Cybercrime Group ‘Muddled Libra’ Targets BPO Sector with Advanced Social Engineering


Jun 23, 2023Ravie LakshmananSocial Engineering / Phishing

A threat actor known as Muddled Libra is targeting the business process outsourcing (BPO) industry with persistent attacks that leverage advanced social engineering ploys to gain initial access.

“The attack style defining Muddled Libra appeared on the cybersecurity radar in late 2022 with the release of the 0ktapus phishing kit, which offered a prebuilt hosting framework and bundled templates,” Palo Alto Networks Unit 42 said in a technical report.

Libra is the designation given by the cybersecurity company for cybercrime groups. The “muddled” moniker for the threat actor stems from the prevailing ambiguity with regards to the use of the 0ktapus framework.

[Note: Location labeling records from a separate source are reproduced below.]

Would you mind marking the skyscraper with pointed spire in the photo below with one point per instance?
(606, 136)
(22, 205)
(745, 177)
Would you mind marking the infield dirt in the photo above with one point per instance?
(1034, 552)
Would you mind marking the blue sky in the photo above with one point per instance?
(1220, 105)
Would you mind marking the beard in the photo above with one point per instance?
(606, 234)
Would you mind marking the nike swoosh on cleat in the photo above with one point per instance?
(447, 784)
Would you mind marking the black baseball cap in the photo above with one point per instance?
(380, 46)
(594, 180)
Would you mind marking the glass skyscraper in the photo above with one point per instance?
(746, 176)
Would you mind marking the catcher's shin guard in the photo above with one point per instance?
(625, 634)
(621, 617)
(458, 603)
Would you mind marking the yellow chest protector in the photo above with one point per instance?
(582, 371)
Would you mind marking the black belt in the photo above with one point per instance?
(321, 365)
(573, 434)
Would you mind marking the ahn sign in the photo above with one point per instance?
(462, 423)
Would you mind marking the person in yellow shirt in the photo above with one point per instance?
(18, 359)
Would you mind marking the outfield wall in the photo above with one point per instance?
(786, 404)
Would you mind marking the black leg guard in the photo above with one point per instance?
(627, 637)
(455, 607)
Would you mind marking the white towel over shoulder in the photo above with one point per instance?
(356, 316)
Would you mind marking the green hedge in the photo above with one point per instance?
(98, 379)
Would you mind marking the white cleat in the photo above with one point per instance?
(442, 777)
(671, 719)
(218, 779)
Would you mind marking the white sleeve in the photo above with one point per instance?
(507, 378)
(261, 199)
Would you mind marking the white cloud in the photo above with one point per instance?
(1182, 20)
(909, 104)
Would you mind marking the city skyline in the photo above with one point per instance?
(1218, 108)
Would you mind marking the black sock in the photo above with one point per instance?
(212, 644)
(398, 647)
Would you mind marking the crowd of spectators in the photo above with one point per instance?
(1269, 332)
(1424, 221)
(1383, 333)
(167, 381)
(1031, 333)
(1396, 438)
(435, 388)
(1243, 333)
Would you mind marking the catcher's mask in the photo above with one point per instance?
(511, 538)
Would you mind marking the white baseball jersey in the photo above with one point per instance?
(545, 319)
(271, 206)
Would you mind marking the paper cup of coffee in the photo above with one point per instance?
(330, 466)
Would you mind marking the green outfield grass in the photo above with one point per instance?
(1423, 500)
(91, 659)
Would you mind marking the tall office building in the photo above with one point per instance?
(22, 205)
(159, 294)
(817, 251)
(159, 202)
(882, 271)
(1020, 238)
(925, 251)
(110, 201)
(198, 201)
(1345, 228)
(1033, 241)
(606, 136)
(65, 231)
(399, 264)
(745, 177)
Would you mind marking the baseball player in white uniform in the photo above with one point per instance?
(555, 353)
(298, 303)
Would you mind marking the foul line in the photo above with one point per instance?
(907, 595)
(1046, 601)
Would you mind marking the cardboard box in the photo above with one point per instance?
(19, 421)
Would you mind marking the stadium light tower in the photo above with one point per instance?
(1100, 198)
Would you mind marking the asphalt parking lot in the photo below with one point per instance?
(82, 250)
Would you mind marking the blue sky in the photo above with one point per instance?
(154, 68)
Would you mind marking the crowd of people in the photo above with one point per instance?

0ktapus, also known as Scatter Swine, refers to an intrusion set that first came to light in August 2022 in connection with smishing attacks against over 100 organizations, including Twilio and Cloudflare.

Cybersecurity

Then in late 2022, CrowdStrike detailed a string of cyber assaults aimed at telecom and BPO companies at least since June 2022 by means of a combination of credential phishing and SIM swapping attacks. This cluster is being tracked under the names Roasted 0ktapus, Scattered Spider, and UNC3944.

“Unit 42 decided to name Muddled Libra because of the confusing muddled landscape associated with the 0ktapus phishing kit,” senior threat researcher Kristopher Russo told The Hacker News.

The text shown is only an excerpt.